В мою склянку из-под валидола на тумбочке с весёлым звоном тенькнуло несколько однушек.
Минутой потом с лёгким шумом все расквартировали карточки кто где. Кто на подоконнике. Кто на тумбочке. Кто у меня в ногах на кровати. А кто и прямо у себя на коленках.
– Ну что, погнали? – громко, во весь народ, спросил хозяин лото, тряхнул перед собой мешочком и обежал всех глазами. – Все готовы? Стратегическая готовность номер один есть?!
– Всё. Поехал! – в одно сказали несколько человек.
– Ути-ути! Двадцать два! – хрипливо, обстоятельно выкликнул кощей. – Топорики. Семьдесят семь!
Он снова степенно запустил руку в мешочек. Помешал. Достал свежий бочоночек.
Глянуть на него глянул, а не назвал.
Бледнолицый поджара опало взглядывал то на бочонок, то на меня и молчал.
– Что, число прочитать не можете? – подъезжаю с малой подковыркой.
– Да эта хитрость не тяжеле мономаховой тюбетейки.
– Тогда чего же?
– Мой быть, мне подождать, покуда вы спрячете вязанье?
– Боюсь, вам придётся ждать до морковкина заговенья.
– А вы что, и играть, и вязать будете одномоментно?
– А по-другому я не умею. Это уже так... В Жёлтом у нас девчаточки делают уроки иль коз пасут – всильную вяжут. Играют ли бабы в лото, читают ли книжки, смотрят ли тельвизор, наявились ли к доктору, натеснились ли в кино, выпала ль вольная минута на току, сбежались ли на побрехушки, томятся ль тебе на собрании дажно – завсегда наскрозь все разнепременно вяжут. Прекрасно же знают: языком, что решетом, ладно уж, так и сей, да всходов, дела то есть, не жди, ежель руки не сделают. Так что не выжидайте. Поняйте.
Играю я себе, разговоры общие разговариваю. Вяжу.
Нет-нет да и словлю на себе долгий чей, простой, как дуга, взгляд.

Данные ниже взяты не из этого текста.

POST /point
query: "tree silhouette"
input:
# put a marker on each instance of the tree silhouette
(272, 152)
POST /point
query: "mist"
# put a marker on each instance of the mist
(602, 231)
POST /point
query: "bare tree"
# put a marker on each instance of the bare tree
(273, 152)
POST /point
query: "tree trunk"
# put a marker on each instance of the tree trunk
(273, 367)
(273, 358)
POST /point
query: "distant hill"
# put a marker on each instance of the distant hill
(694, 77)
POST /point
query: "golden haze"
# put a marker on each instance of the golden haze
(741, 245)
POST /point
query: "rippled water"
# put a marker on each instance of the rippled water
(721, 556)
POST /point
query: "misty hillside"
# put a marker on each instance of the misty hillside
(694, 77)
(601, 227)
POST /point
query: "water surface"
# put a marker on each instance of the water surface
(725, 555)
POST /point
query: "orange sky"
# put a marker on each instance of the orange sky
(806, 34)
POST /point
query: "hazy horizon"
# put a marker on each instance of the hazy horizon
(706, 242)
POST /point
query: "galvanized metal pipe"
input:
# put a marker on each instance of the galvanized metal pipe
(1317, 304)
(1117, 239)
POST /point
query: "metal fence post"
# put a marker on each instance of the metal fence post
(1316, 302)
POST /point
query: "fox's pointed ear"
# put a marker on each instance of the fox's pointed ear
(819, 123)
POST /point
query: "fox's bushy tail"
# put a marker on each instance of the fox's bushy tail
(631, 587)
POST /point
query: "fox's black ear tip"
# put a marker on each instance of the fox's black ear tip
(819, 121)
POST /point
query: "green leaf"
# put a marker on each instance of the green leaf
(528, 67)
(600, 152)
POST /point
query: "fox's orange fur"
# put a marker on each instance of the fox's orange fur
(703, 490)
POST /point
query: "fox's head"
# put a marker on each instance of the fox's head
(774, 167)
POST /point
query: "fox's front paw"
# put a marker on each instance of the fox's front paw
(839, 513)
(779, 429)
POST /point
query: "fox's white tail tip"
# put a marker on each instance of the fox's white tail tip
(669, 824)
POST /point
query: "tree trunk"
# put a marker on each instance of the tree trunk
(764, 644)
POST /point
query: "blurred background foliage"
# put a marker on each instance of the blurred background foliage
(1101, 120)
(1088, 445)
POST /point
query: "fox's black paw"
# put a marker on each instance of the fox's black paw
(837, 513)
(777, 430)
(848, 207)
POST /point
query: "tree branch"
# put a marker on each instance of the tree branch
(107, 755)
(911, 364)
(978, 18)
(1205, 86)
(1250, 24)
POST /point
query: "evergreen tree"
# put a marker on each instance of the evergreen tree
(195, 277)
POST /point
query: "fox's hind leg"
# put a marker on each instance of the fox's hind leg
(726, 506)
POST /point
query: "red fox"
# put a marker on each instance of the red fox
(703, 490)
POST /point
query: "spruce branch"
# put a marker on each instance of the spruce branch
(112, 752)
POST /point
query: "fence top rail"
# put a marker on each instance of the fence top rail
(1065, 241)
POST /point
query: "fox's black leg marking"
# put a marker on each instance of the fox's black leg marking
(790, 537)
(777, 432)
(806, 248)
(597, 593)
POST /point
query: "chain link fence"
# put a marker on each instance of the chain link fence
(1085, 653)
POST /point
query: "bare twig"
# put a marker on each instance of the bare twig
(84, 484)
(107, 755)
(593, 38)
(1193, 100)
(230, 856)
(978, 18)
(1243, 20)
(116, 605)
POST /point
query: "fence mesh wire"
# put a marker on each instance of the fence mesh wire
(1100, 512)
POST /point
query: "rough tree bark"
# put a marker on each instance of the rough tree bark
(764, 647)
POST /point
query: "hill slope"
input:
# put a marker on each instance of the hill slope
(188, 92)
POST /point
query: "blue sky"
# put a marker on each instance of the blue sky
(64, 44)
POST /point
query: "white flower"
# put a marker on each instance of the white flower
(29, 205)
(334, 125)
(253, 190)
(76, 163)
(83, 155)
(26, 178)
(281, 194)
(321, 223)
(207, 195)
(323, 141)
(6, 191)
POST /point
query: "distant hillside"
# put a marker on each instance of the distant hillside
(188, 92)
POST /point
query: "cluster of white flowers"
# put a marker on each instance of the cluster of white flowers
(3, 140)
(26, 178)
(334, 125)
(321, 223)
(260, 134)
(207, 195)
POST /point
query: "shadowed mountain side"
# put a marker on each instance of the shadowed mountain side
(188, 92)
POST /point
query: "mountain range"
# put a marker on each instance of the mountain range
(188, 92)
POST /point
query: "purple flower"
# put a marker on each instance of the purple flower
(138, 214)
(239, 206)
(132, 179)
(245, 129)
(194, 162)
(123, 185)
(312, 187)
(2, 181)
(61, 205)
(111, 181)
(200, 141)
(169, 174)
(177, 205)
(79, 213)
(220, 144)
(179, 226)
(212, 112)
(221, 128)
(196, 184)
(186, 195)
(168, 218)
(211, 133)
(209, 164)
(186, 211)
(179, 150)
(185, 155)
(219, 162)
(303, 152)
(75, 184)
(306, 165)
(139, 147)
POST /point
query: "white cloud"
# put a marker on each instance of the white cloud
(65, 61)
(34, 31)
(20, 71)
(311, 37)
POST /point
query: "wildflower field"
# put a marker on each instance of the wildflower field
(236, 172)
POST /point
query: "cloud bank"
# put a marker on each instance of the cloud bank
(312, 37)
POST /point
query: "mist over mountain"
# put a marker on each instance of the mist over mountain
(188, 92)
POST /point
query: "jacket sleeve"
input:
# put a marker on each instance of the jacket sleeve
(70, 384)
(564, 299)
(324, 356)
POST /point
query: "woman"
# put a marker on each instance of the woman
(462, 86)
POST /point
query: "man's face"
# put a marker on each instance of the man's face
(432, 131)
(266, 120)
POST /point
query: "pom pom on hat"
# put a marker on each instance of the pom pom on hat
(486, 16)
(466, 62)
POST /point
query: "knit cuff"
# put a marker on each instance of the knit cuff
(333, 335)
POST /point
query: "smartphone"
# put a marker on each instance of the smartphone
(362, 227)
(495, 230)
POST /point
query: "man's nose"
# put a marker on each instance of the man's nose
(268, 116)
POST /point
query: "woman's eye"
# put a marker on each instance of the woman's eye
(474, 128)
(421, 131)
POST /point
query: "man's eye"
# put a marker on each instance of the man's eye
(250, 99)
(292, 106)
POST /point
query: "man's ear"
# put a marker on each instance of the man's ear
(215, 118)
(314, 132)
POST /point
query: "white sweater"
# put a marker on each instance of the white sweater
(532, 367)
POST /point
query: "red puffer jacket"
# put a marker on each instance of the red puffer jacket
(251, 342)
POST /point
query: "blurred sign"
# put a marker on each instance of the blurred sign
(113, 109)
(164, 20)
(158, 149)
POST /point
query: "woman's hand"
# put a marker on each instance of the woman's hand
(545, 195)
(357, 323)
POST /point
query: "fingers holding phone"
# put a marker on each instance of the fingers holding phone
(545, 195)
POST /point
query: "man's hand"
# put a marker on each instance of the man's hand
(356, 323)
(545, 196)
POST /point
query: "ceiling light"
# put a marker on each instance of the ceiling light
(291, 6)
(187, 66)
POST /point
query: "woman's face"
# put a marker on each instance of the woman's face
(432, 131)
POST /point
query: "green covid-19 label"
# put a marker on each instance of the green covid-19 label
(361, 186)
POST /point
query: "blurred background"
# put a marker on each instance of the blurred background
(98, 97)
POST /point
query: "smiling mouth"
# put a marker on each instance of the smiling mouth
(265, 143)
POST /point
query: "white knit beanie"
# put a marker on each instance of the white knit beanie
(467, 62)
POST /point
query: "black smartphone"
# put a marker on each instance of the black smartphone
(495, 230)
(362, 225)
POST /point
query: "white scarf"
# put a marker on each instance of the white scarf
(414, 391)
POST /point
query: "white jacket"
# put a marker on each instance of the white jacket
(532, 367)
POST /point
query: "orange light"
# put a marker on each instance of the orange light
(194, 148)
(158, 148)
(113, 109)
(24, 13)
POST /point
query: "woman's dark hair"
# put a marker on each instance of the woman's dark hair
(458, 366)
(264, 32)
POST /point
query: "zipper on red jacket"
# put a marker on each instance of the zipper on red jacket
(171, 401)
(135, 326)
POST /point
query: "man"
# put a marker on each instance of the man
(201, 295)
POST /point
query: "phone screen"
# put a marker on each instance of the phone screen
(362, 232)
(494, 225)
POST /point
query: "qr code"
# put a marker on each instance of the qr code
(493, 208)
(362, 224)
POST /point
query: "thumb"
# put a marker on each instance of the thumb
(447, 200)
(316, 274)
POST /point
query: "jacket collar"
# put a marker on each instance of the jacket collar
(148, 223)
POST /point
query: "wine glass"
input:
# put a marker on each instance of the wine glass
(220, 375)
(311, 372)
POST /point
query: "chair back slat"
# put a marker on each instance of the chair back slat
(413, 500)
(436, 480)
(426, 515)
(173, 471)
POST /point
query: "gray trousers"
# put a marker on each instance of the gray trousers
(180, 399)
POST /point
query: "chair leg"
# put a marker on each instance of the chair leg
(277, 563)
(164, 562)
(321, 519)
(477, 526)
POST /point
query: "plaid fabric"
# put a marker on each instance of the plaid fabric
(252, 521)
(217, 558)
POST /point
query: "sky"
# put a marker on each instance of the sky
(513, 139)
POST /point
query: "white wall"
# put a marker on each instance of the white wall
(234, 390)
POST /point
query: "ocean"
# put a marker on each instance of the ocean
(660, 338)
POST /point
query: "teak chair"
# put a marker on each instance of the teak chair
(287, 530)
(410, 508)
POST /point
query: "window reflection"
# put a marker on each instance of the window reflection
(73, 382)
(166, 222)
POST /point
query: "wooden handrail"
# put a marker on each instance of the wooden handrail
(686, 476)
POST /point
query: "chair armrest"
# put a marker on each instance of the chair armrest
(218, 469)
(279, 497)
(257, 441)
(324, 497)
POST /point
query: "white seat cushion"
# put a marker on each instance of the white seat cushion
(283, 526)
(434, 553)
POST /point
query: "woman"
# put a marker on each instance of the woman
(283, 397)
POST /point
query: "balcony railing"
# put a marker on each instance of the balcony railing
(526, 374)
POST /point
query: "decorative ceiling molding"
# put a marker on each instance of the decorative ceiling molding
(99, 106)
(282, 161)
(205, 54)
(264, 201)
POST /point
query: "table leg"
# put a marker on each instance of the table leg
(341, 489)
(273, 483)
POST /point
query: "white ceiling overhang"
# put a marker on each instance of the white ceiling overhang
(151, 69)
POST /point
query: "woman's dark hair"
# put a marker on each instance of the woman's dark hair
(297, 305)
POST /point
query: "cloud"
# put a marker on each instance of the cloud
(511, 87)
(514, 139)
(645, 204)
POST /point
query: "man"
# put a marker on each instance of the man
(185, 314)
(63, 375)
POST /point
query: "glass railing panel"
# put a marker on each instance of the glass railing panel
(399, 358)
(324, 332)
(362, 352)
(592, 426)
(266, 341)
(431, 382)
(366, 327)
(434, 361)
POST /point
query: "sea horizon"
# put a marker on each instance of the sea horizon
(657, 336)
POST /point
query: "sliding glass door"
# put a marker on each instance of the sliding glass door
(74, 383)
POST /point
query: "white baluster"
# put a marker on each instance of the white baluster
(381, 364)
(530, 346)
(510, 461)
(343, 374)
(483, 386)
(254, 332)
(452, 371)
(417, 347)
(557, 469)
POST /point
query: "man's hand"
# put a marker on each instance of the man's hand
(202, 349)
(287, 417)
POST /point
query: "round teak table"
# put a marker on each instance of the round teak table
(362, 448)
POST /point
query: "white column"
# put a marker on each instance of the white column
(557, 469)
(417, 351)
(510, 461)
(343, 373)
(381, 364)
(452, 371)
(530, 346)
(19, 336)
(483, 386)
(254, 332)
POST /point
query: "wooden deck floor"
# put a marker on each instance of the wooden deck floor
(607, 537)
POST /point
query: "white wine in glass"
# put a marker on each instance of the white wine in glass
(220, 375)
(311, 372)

А, думаю, чего это оне меня глазами щупают? Что особенного-то чёрт во мне свил?
Бабка как бабка. Под заступ смирно поглядываю. Честь знаю, зажилась...
И что ж вы думаете?
Болезный народко дотошный, страх какой дотошный. Что да чего, да и признай меня скорбные лотошники за жёлтинску.
По телевизору видали вот намедни! А саме кто я – не знают.
Даю вопрос, как звать-величать ту старуху, что видали?
– Не помним точно, – говорят, – как ей фамилия будет. Но какая-то такая... Из съестных.
Стали перебирать.
– Пельмешкина...
– Картофелева тире Оладушкина...
– Хлебникова...
– Хлебушкина!
– Борщова...
– Клёцкина...
– Пирожкова...
– Булочкина...
– Блинчикова...
– Блинова, может? – веду на путь.
– Ну а кто его упомнит?
– Можь быть, и Блинова, – неуверенно так говорят.
Тогда, думаю, надобно дать доказательность покрепче. Улыбнуться!
Когда сымали на тельвизор про встречку платочниц с жёлтинскими школьницами, про то, как мы передаём им своё рукомесло, так я, старая глупуня, неумно как сделала, улыбнулась. А рот-то рваный, дырявый, беззубый.
Надо бы припрятать, а я разинула... Радуйся, Акулька, журавли летят!
О Господи, грехи тяжкие! Да разве долго мёртвому засмеяться?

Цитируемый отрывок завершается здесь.